Apricot-Hazelnut Crisps
Apricot-Hazelnut Crisps are thin, crispy crackers made by baking a seeded, whole-wheat and all-purpose flour batter studded with dried fruit and nuts. Chopped apricots, figs, hazelnuts, and rosemary infuse these crisps with a nutty, sweet, and herbal flavor. After baking in loaf pans, the cooled bread is sliced thin and baked again to achieve a crunchy texture suitable for snacking or serving with cheese.
Ingredients
Crisps Base Recipe
- 1 cup whole-wheat flour organic
- 1 cup all-purpose flour organic
- 2 teaspoons baking soda
- 1/2 teaspoon salt
- 2 cups buttermilk
- 1/4 cup raw cane sugar
- 1/4 cup honey liquid
Seeds:
- 1/2 cup roasted pumpkin seeds
- 1/4 cup sesame seeds
- 1/4 cup Flax Seed ground
Suggested Add-ins:
- 1/2 cup apricots
- 1/2 cup figs chopped, dried
- 1/2 cup hazelnuts chopped
- 1 Tablespoon rosemary chopped, fresh
- OR
- 1/2 cup raisins or dried cranberries
- 1/2 cup figs
- 1/2 cup pecans chopped
- orange zest
Instructions
- Preheat oven to 350°F.
Bake the Loaves
- In a large bowl, stir together the flours, baking soda and salt. Add the buttermilk, cane sugar and honey and stir a few strokes.

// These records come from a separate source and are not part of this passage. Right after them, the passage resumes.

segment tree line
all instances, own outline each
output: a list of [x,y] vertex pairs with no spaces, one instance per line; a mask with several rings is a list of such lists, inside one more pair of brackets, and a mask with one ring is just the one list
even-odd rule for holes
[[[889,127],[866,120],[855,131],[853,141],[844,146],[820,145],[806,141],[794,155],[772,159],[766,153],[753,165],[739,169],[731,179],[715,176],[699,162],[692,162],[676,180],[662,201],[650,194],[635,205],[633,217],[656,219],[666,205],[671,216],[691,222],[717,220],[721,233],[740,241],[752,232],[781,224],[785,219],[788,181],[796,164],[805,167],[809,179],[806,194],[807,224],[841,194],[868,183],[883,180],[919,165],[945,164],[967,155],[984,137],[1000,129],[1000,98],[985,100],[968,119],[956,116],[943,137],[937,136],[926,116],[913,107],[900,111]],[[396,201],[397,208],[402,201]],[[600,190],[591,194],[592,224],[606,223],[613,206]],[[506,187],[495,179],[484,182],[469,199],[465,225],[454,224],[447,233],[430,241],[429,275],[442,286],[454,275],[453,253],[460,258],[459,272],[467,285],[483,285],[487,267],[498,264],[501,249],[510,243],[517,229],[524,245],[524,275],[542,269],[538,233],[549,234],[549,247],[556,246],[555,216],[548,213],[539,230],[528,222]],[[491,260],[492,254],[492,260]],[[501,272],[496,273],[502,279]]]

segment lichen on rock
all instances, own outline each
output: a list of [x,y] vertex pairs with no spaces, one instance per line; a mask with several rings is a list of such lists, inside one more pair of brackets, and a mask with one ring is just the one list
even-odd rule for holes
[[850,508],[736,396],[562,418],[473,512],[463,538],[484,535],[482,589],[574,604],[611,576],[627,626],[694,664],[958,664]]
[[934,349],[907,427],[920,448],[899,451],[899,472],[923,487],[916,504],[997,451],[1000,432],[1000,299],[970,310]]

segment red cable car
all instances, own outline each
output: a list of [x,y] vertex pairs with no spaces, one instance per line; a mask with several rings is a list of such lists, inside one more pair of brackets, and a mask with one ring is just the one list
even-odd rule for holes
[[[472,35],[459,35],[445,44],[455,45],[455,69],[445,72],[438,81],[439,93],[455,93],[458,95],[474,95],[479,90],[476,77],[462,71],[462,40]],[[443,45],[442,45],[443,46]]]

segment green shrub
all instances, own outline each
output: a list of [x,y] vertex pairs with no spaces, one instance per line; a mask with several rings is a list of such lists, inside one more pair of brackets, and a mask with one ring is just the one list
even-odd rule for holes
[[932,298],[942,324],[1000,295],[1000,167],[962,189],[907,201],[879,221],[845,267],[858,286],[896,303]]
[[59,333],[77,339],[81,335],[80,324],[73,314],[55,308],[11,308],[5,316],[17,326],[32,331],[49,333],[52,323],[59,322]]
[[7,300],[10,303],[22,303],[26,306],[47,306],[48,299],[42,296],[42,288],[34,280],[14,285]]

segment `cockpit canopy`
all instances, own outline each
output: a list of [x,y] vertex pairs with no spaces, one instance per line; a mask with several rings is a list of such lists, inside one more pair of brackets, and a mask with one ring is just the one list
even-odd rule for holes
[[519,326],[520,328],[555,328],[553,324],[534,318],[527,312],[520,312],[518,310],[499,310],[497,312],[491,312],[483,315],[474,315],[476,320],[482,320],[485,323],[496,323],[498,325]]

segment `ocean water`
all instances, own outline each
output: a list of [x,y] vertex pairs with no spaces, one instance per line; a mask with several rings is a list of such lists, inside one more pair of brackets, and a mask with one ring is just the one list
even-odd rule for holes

- Add the seeds, (pumpkin, sesame, and flax) apricots, dried figs, hazelnuts, and rosemary and stir just until blended.
- Pour the batter into 1 8”x4” loaf pan and 2 mini-loaf pans that have been sprayed with nonstick spray.

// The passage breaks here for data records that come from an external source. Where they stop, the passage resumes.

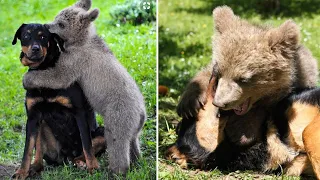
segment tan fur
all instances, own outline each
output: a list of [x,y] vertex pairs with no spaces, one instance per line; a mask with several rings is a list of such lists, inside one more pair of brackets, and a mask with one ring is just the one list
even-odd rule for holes
[[314,175],[310,160],[306,154],[300,154],[290,162],[285,169],[288,176]]
[[72,104],[70,102],[70,99],[67,98],[67,97],[64,97],[64,96],[57,96],[57,97],[54,97],[54,98],[49,98],[48,99],[49,102],[56,102],[56,103],[59,103],[63,106],[66,106],[68,108],[71,108],[72,107]]
[[22,161],[20,168],[15,172],[15,179],[26,179],[29,175],[29,169],[31,164],[31,156],[33,152],[33,148],[35,146],[35,136],[30,136],[29,148],[27,149],[27,156],[24,161]]
[[[215,80],[212,79],[210,86],[213,86]],[[226,121],[217,117],[218,108],[212,104],[212,88],[208,88],[207,102],[203,109],[199,110],[196,122],[196,136],[199,144],[207,151],[212,152],[218,144],[224,139],[223,129]]]
[[165,154],[166,159],[174,161],[175,163],[179,164],[181,168],[188,168],[188,159],[187,156],[182,154],[178,148],[174,145],[171,146]]
[[316,86],[317,61],[299,44],[299,27],[293,21],[277,28],[255,26],[234,15],[227,6],[217,7],[213,17],[214,59],[187,86],[178,105],[180,116],[196,116],[205,103],[213,68],[221,77],[214,104],[224,109],[233,109],[248,98],[249,110],[269,106],[292,87]]
[[318,115],[319,108],[316,106],[294,103],[292,108],[287,112],[290,127],[290,134],[292,136],[292,143],[297,144],[297,148],[301,151],[305,151],[302,132],[307,125]]
[[303,131],[303,143],[312,163],[313,170],[320,179],[320,114]]
[[26,105],[27,109],[30,110],[33,105],[37,104],[38,102],[43,101],[43,98],[41,97],[36,97],[36,98],[27,98],[26,99]]
[[298,152],[282,143],[277,135],[277,129],[271,123],[268,124],[267,143],[270,158],[265,165],[265,171],[275,170],[279,165],[291,162],[298,155]]

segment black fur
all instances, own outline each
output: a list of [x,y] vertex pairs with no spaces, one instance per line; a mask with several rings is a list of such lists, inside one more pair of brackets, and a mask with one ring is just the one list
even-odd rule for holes
[[[27,30],[32,32],[30,33],[30,37],[21,38],[21,35]],[[42,31],[46,38],[39,39],[36,37],[39,31]],[[43,62],[38,67],[29,69],[29,71],[44,70],[54,67],[59,59],[60,50],[64,50],[63,41],[57,35],[51,34],[41,24],[21,25],[14,36],[12,44],[15,44],[17,39],[21,40],[22,46],[28,46],[37,41],[42,47],[48,48],[47,55]],[[20,59],[23,57],[24,53],[21,53]],[[64,106],[58,102],[49,101],[50,98],[55,98],[57,96],[63,96],[69,99],[71,107]],[[88,152],[88,147],[92,147],[91,138],[104,135],[103,131],[99,130],[97,127],[94,111],[87,102],[86,97],[78,84],[74,84],[67,89],[59,90],[47,88],[27,89],[26,98],[43,99],[43,101],[34,104],[29,110],[26,107],[28,116],[26,146],[30,136],[38,133],[38,128],[42,121],[45,121],[48,124],[56,140],[62,146],[59,154],[60,156],[62,155],[65,160],[67,158],[72,159],[80,156],[83,152],[83,148]],[[24,156],[26,156],[26,149]],[[57,159],[52,159],[47,155],[44,155],[44,159],[49,164],[59,163]]]

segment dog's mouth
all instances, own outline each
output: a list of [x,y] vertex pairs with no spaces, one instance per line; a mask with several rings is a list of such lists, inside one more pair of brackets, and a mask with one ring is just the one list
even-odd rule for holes
[[44,60],[44,56],[42,57],[36,57],[36,58],[28,58],[28,56],[24,56],[22,57],[21,59],[21,63],[24,65],[24,66],[28,66],[29,68],[31,69],[35,69],[35,68],[38,68],[40,66],[40,64],[43,62]]
[[246,99],[242,104],[233,108],[234,113],[240,116],[246,114],[250,109],[250,99]]

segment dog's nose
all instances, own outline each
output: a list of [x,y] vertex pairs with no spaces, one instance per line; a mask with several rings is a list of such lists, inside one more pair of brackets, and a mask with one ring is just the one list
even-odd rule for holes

- Bake for about 22 minutes, until golden and springy to the touch. Remove from the pans and cool on a wire rack.
- Wrap tightly and freeze slightly before slicing. OR freeze for up to two months, then partially thaw, slice and bake for fresh crackers.
Slice & Bake the Crisps
- The cooler the bread, the easier it is to slice really thin. I start with my loaves partially frozen.

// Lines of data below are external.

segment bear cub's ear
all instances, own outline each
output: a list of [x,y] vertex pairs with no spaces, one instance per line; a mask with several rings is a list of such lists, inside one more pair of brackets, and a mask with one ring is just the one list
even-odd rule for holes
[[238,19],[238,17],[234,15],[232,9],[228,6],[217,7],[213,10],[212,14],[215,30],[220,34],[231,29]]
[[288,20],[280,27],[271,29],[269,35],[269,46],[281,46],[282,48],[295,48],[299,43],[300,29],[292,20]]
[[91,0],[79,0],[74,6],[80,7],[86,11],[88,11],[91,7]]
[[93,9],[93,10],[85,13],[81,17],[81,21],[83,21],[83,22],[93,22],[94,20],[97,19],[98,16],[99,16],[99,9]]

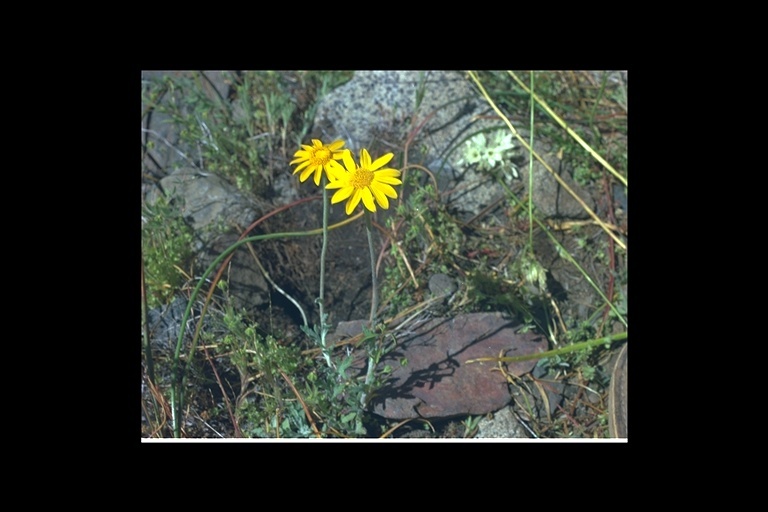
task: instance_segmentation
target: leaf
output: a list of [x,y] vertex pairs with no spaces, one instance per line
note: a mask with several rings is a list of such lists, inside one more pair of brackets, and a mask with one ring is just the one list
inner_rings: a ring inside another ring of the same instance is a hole
[[349,366],[352,364],[352,357],[347,357],[344,359],[341,364],[339,365],[339,373],[344,374],[344,372],[349,368]]

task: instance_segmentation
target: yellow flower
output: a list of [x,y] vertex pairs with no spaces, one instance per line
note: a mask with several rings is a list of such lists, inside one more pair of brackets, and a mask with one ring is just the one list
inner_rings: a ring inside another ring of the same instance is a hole
[[392,185],[402,185],[403,182],[397,179],[400,171],[397,169],[379,169],[386,165],[395,155],[387,153],[376,161],[371,162],[371,155],[367,149],[360,150],[360,167],[355,164],[352,153],[345,149],[342,159],[344,170],[341,166],[331,169],[334,179],[325,186],[327,189],[337,188],[339,190],[331,197],[331,204],[336,204],[349,198],[347,201],[347,215],[352,215],[355,207],[363,200],[365,207],[376,211],[376,204],[385,210],[389,208],[387,197],[397,199],[397,192]]
[[307,181],[307,178],[314,172],[315,173],[315,185],[320,186],[320,177],[325,169],[325,175],[328,177],[328,181],[333,178],[328,172],[333,167],[338,167],[343,170],[341,165],[336,161],[341,158],[341,146],[344,145],[343,140],[337,140],[331,144],[323,144],[317,139],[312,139],[312,145],[308,146],[302,144],[302,149],[298,150],[293,156],[295,160],[292,160],[289,165],[299,164],[294,169],[293,174],[302,171],[299,176],[301,182]]

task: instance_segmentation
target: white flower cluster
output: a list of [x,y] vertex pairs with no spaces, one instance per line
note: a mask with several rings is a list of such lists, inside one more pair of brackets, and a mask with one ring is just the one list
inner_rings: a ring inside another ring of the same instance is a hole
[[[484,133],[478,133],[464,143],[464,154],[456,162],[459,165],[476,165],[478,169],[490,171],[499,164],[507,163],[511,153],[517,149],[512,142],[512,134],[497,131],[492,140]],[[512,166],[512,174],[517,178],[517,169]]]

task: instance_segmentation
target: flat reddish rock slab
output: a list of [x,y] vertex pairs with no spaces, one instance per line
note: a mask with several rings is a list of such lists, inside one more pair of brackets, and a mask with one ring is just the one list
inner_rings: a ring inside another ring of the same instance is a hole
[[[532,333],[515,333],[520,324],[501,313],[470,313],[435,318],[401,337],[398,347],[379,363],[393,372],[371,400],[373,412],[390,419],[448,418],[480,415],[501,409],[510,400],[508,384],[498,363],[466,364],[468,359],[519,356],[544,352],[547,340]],[[408,364],[400,361],[407,358]],[[508,364],[520,376],[536,361]]]

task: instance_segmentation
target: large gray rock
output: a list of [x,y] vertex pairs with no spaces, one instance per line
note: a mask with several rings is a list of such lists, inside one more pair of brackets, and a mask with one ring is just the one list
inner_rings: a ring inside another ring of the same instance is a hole
[[412,149],[439,155],[481,107],[458,71],[356,71],[323,97],[315,123],[357,153],[384,138],[399,147],[423,122]]
[[[499,178],[462,162],[465,138],[490,128],[508,130],[462,72],[356,71],[349,82],[322,98],[315,124],[318,137],[343,139],[355,156],[363,147],[374,158],[388,151],[397,154],[413,135],[408,162],[434,173],[441,191],[448,192],[448,200],[465,218],[506,194]],[[516,129],[527,140],[526,130]],[[535,143],[535,150],[593,208],[589,195],[561,168],[554,152],[541,142]],[[520,152],[510,158],[507,167],[518,170],[517,180],[527,191],[527,152],[520,146]],[[537,160],[533,172],[533,197],[540,217],[588,216]]]
[[[255,202],[215,174],[182,167],[160,180],[160,185],[172,198],[180,199],[181,213],[204,241],[215,236],[209,228],[246,227],[258,218]],[[152,204],[158,194],[150,193],[148,202]]]

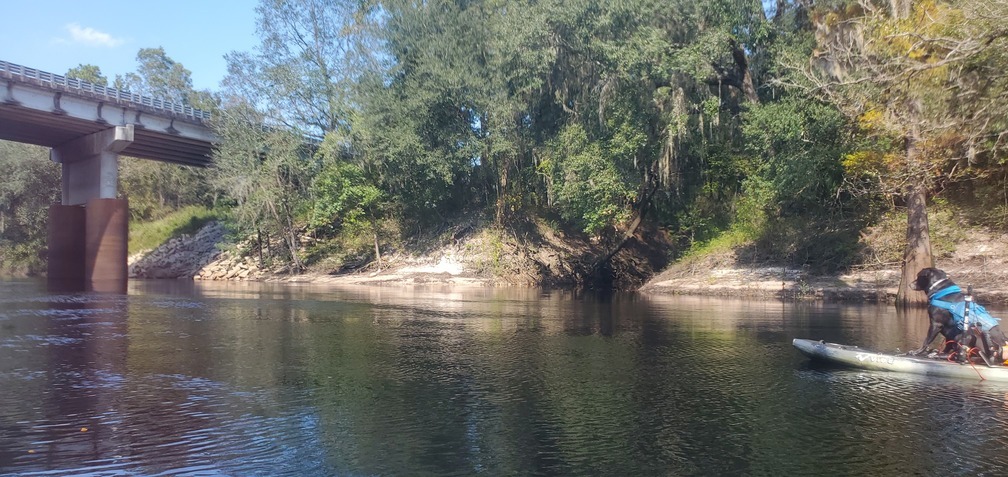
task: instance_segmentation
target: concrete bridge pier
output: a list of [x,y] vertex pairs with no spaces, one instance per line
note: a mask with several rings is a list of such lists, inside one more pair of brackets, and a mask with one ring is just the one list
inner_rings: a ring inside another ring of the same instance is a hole
[[49,208],[51,290],[126,292],[129,207],[116,196],[119,153],[132,142],[126,125],[52,148],[63,166],[63,198]]
[[49,266],[51,291],[84,291],[84,207],[49,206]]

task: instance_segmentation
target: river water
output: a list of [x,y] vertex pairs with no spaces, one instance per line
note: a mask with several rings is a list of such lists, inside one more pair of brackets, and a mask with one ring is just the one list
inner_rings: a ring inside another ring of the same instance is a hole
[[1008,386],[791,347],[907,349],[925,326],[874,305],[0,281],[0,475],[1005,475]]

- Slice the loaves as thinly as you can and place the slices in a single layer on an ungreased cookie sheet. (Julie likes to slice and bake one loaf and pop the other in the freezer for another day.)
- Preheat the oven to 300°F and bake them for about 15 minutes, then flip them over and bake for another 10 minutes, until crisp and deep golden.
- Cool and store in an airtight container.
Notes
- The whole-wheat flour provides a denser texture; substitute with all-purpose flour for a lighter result.
- Bake the loaves until they are golden and springy before cooling for easier slicing.
- Partially freeze the loaves before slicing thinly to achieve crispness when baked as crackers.
- These crisps can be frozen for up to two months before slicing and baking fresh.
Nutrition Information
Nutrition Facts
Serving: 96 crackers (about 8 dozen)
Amount Per Serving
Calories 37
% Daily Value*
| Calories | 37kcal | 2% |
| Carbohydrates | 5g | 2% |
| Protein | 1g | 2% |
| Fat | 2g | 3% |
| Saturated Fat | 1g | 5% |
| Cholesterol | 1mg | 0% |
| Sodium | 42mg | 2% |
| Potassium | 44mg | 1% |
| Fiber | 1g | 4% |
| Sugar | 2g | 4% |
| Vitamin A | 25IU | 1% |
| Vitamin C | 1mg | 1% |
| Calcium | 15mg | 2% |
| Iron | 1mg | 6% |
* Percent Daily Values are based on a 2,000 calorie diet.